Die SPD-nahe Friedrich-Ebert-Stiftung vergleicht europäische Mitte-Links-Parteien. Die Studie “Wo genau ist Mitte-Links?” untersucht, wie deren wahrgenommene Politik den Wünschen und Werten der Gesamtbevölkerung entspricht, insbesondere der sozial Schwächeren.

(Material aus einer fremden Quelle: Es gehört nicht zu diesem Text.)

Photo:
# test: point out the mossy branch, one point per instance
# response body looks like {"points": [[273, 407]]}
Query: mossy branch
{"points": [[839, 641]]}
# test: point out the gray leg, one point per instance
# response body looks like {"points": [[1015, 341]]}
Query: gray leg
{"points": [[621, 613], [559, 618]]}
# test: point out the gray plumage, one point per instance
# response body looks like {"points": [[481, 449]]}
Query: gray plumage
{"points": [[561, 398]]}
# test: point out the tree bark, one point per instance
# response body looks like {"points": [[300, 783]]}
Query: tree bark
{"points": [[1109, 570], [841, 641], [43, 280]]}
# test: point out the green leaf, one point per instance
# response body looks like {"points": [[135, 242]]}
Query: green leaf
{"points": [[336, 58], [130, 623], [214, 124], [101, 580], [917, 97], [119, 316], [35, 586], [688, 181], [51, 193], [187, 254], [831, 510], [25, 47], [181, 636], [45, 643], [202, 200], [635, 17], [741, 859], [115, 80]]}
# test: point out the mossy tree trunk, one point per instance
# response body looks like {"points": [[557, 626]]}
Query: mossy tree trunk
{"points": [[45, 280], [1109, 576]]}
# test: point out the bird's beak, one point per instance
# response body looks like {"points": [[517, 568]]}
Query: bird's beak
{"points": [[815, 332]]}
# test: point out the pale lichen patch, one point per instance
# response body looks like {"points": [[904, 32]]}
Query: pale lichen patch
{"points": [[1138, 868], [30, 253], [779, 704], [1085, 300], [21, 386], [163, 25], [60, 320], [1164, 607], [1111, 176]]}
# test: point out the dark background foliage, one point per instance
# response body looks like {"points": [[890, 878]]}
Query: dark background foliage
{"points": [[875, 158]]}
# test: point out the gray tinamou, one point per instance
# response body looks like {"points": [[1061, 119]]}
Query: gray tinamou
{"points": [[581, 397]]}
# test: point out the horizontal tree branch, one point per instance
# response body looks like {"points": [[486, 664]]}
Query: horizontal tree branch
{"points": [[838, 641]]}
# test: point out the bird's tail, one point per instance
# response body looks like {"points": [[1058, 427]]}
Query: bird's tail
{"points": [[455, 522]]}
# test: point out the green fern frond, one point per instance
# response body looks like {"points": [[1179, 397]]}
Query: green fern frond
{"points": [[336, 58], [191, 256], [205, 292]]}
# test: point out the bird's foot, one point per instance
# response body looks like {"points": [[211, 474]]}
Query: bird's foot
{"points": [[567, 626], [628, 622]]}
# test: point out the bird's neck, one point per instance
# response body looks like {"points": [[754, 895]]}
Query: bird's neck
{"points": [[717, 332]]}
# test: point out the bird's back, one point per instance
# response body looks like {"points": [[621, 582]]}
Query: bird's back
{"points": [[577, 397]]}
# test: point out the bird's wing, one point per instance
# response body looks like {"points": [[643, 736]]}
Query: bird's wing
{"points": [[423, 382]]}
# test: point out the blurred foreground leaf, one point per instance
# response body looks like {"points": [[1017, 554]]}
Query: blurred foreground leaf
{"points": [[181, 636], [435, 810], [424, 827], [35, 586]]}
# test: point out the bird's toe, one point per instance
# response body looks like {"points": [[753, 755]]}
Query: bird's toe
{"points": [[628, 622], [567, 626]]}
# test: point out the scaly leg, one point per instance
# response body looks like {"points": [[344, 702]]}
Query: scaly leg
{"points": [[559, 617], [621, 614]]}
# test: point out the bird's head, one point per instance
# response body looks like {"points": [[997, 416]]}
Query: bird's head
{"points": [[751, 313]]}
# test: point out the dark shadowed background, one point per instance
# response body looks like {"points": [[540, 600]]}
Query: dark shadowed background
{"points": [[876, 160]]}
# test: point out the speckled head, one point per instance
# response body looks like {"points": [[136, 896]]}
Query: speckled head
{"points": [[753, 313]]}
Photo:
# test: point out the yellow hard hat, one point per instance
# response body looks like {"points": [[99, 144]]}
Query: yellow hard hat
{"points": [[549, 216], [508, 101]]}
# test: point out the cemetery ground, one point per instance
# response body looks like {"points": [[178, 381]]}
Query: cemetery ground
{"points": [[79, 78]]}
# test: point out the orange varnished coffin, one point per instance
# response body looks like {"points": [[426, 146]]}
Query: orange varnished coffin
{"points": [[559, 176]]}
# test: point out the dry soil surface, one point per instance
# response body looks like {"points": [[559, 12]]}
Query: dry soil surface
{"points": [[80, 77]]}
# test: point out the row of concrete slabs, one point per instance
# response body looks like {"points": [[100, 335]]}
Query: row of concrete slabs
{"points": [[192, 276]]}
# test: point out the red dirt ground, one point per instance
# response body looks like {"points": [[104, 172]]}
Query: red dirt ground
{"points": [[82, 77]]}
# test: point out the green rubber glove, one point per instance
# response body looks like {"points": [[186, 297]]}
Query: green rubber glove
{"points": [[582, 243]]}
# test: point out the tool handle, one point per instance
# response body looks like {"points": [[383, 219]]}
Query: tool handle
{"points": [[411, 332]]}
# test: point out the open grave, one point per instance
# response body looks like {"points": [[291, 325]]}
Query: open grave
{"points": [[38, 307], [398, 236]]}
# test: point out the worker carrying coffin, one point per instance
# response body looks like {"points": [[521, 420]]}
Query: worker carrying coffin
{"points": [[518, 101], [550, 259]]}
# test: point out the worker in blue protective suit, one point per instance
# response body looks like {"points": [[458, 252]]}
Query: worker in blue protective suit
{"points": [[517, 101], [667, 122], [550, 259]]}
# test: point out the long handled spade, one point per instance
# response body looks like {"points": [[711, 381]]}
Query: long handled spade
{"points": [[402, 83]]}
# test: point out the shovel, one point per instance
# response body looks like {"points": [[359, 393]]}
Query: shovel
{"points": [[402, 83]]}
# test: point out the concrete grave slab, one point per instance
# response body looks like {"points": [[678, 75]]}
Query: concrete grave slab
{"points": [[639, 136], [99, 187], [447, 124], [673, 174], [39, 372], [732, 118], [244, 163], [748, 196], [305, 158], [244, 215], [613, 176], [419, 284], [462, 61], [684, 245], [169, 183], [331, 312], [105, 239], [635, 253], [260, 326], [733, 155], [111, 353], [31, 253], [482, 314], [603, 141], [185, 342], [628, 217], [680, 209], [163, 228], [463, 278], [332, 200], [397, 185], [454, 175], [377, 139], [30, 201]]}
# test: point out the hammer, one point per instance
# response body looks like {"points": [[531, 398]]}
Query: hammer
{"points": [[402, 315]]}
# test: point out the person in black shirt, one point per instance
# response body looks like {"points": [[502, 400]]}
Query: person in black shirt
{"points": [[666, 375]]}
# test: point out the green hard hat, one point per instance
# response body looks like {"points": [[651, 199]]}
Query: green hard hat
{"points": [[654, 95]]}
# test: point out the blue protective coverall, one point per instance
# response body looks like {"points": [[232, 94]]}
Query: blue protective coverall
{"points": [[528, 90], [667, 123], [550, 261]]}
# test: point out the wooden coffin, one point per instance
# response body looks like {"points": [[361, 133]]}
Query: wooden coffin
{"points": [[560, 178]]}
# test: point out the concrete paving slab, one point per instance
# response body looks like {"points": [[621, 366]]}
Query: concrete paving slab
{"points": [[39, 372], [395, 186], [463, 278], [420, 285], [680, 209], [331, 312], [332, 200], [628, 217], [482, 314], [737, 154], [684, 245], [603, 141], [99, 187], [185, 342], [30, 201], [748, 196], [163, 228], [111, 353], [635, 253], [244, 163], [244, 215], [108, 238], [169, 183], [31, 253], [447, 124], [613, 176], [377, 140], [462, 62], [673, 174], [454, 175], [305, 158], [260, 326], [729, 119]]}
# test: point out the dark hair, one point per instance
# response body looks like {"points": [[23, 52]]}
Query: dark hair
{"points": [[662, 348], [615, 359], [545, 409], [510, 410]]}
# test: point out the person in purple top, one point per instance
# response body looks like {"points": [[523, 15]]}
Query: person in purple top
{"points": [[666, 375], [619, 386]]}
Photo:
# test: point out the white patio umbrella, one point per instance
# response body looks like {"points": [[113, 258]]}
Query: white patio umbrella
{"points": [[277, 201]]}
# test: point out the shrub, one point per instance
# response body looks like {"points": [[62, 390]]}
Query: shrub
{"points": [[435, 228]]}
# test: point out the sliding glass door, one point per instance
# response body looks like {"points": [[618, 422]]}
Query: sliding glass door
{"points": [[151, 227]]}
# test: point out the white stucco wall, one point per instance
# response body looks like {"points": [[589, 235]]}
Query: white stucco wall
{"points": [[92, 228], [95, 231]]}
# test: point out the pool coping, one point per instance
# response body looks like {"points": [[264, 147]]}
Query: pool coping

In Deutschland reiht die Sozialdemokratie eine Wahlniederlage an die nächste. Anderswo in Europa ist es ähnlich. In Dänemark, Großbritannien und Portugal dagegen scheint die sozialdemokratische Welt noch in Ordnung. Woran liegt das? Die Friedrich-Ebert-Stiftung hat Wähler in neun EU-Ländern befragt. Ausgewählt wurden dabei diejenigen Staaten, in denen rechtspopulistische Parteien in jüngerer Vergangenheit hohe Wahlergebnisse erzielt haben. Mit “Käme es für Sie auch in Frage, die sozialdemokratische Partei zu wählen?” ergründet die Studie gleichzeitig das Wählerpotenzial. Für die SPD kommt sie auf 11 Prozent Wähler und 21 Prozent mögliche Wähler. In Großbritannien liegt der Wert bei 34/22 Prozent, in Dänemark bei 23/24. Andere Fragen der Studie zielen auf persönliche Werte und eine Einschätzung, wie sich die jeweilige sozialdemokratische Partei für diese Werte einsetzt. Ein zweiter Fragenkomplex umfasst Aussagen zu gegensätzlichen politischen Positionen. Im Ergebnis zeigt die Studie zum einen das Profil der Parteien. Und zum anderen die Lücke zwischen der durchschnittlichen Bevölkerungsmeinung und der wahrgenommenen Position der Parteien.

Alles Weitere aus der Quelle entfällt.